Gryff is implemented inward the same framework equally EPaxos as well as MultiPaxos as well as its performance is evaluated inward a geo-replicated setting. The evaluation shows that, for workloads alongside moderate contention, Gryff reduces p99 read latency to ∼56% of EPaxos, but has ∼2x higher write latency. This tradeoff allows Gryff to cut back service-level p50 latency to ∼60% of EPaxos for large-scale spider web applications whose requests fan-out into many storage-level requests.
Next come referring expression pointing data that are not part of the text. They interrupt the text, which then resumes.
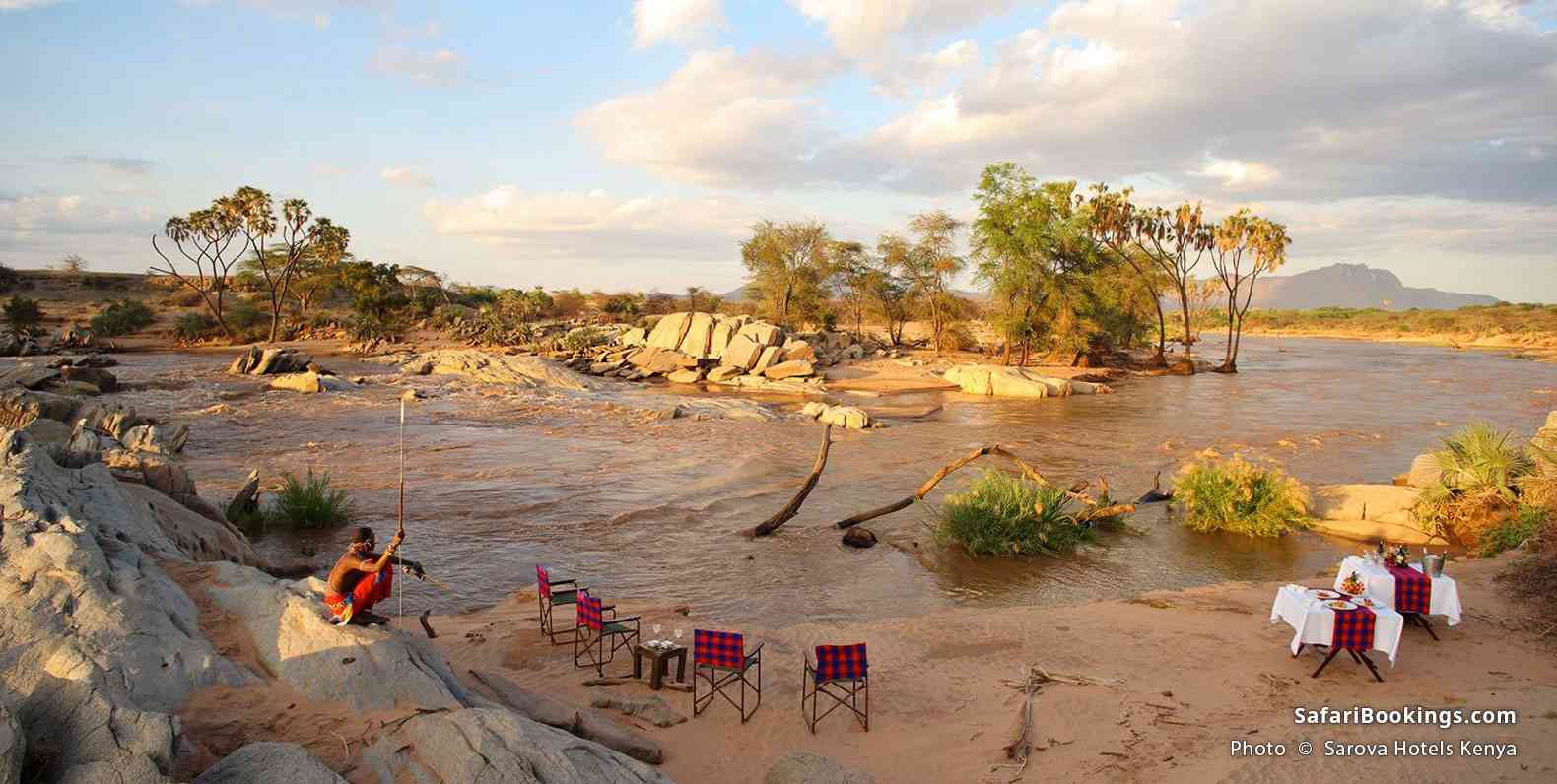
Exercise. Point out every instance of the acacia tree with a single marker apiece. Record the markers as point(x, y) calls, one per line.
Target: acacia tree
point(788, 265)
point(1260, 243)
point(300, 236)
point(206, 238)
point(1176, 241)
point(852, 271)
point(1114, 226)
point(926, 265)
My large work alongside the evaluation is that it doesn't utilization leader-leases optimization inward MultiPaxos to allow serving of reads locally at the leader. This touchstone optimization would probable Pb to MultiPaxos giving the best resultant for read latencies inward the evaluations.

Another affair missing inward the evaluation is a comparing alongside Cassandra. Cassandra implements read/write registers via ABD-like algorithm as well as tin give linearizability if y'all configure the quorums accordingly. Cassandra also has CASPaxos for compare-and-set for conditional write, which tin live used to implement read-modify-write.

The evaluation shows less blocking for rmws inward Gryff. Gryff achieves 2 RTT rmws when at that topographic point are no conflicts as well as 3 RTT when at that topographic point are. While Gryff must silent block the execution of rmws until all dependencies bring been received as well as executed, Gryff experiences significantly less blocking than EPaxos. This is because EPaxos needs to bring dependencies on writes, but Gryff’s rmw protocol does non proceed rails of dependencies on writes.

We come across that Gryff as well as EPaxos each accomplish a slightly higher maximum throughput than MultiPaxos due to their leaderless structure. (This is of course of written report at depression conflict rates, because at high conflict rates EPaxos as well as Gryff pay a rigid price). It is tardily to access MultiPaxos to per-key sharded Paxos, as well as that would compete as well as out-do Gryff as well as EPaxos. For achieving best performance (for both throughput as well as latency) for a WAN key-value deployment, however, I suggest using our WPaxos protocol, equally it tin adjust to locality of access equally well.